What is the closest thing MATLAB has to namespaces?

We have a lot of MATLAB code in my lab. The problem is there's really no way to organize it. Since all the functions have to be in the same folder to be called (or you have to add a bunch of folders to MATLAB's path environment variable), it seems that we're doomed have loads of files in the same folder, all in the global namespace. Is there a better way to organize our files and functions? I really wish there were some sort of module system...
MATLAB has a notion of packages which can be nested and include both classes and functions.
Just make a directory somewhere on your path with a + as the first character, like +mypkg. Then, if there is a class or function in that directory, it may be referred to as mypkg.mything. You can also import from a package using import mypkg.mysubpkg.*.
The one main gotcha about moving a bunch of functions into a package is that functions and classes do not automatically import the package they live in. This means that if you have a bunch of functions in different m-files that call each other, you may have to spend a while dropping imports in or qualifying function calls. Don't forget to put imports into subfunctions that call out as well. More info:
http://www.mathworks.com/help/matlab/matlab_oop/scoping-classes-with-packages.html
I don't see the problem with having to add some folder to Matlab's search path. I have modified startup.m so that it recursively looks for directories in my Matlab startup directory, and adds them to the path (it also runs svn update on everything). This way, if I change the directory structure, Matlab is still going to see all the functions the next time I start it.

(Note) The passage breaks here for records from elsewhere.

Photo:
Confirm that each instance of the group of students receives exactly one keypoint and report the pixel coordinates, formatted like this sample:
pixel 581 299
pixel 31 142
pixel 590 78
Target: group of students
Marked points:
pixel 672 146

Otherwise, you can look into object-oriented code, where you store all the methods in a #objectName folder. However, this may lead to a lot of re-writing code that can be avoided by updating the path (there is even a button add with subfolders if you add the folder to the path from the File menu) and doing a bit of moving code.
EDIT
If you would like to organize your code so that some functions are only visible to the functions that call them directly (and if you don't want to re-write in OOP), you put the calling functions in a directory, and within this directory, you create a subdirectory called private. The functions in there will only be visible to the functions in the parent directory. This is very useful if you have to overload some built-in Matlab functions for a subset of your code.
Another way to organize & reuse code is using matlab's object-oriented features. Each Object is customarily in a folder that begins with an "#" and has the file(s) for that class inside. (though the newer syntax does not require this for a class defined in a single file.) Using private folders inside class folders, matlab even supports private class members. Matlab's new class notation is relatively fully-featured, but even the old syntax is useful.

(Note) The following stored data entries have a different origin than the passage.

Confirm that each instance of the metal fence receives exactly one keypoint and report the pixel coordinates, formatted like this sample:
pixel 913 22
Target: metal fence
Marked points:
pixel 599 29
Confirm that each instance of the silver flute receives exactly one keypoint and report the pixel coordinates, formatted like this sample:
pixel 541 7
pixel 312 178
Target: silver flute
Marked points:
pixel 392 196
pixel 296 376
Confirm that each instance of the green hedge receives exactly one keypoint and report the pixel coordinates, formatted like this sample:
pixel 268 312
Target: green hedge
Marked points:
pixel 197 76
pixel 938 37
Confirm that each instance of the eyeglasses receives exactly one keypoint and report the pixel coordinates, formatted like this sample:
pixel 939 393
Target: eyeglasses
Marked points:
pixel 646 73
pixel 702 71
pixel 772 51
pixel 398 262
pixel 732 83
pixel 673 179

BTW, my startup.m that examines a well-known location that I do my SVN checkouts into, and adds all of the subfolders onto my path automatically.
The package system is probably the best. I use the class system (#ClassName folder), but I actually write objects. If you're not doing that, it's silly just to write a bunch of static methods. One thing that can be helpful is to put all your matlab code into a folder that isn't on the matlab path. Then you can selectively add just the code you need to the path.

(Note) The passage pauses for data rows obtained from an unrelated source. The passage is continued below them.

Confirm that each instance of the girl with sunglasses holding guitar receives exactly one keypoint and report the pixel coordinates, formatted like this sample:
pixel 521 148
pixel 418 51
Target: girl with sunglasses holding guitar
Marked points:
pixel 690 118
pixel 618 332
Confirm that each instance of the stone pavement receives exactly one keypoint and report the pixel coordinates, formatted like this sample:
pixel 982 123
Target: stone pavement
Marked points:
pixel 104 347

So say you have two projects, stored in "c:\matlabcode\foo" and "c"\matlabcode\bar", that both use common code stored in "c:\matlabcode\common," you might have a function "setupPaths.m" like this:
function setupPaths(projectName)
basedir = fullfile('c:', 'matlabcode');
addpath(genpath(fullfile(basedir, projectName)));
switch (projectName)
case {'foo', 'bar'}
addpath(genpath(fullfile(basedir, 'common')));
end
Of course you could extend this. An obvious extension would be to include a text file in each directory saying what other directories should be added to the path to use the functions in that directory.
Another useful thing if you share code is to set up a "user specific/LabMember" directory structure, where you have different lab members save code they are working on. That way you have access to their code if you need it, but don't get clobbered when they write a function with the same name as one of yours.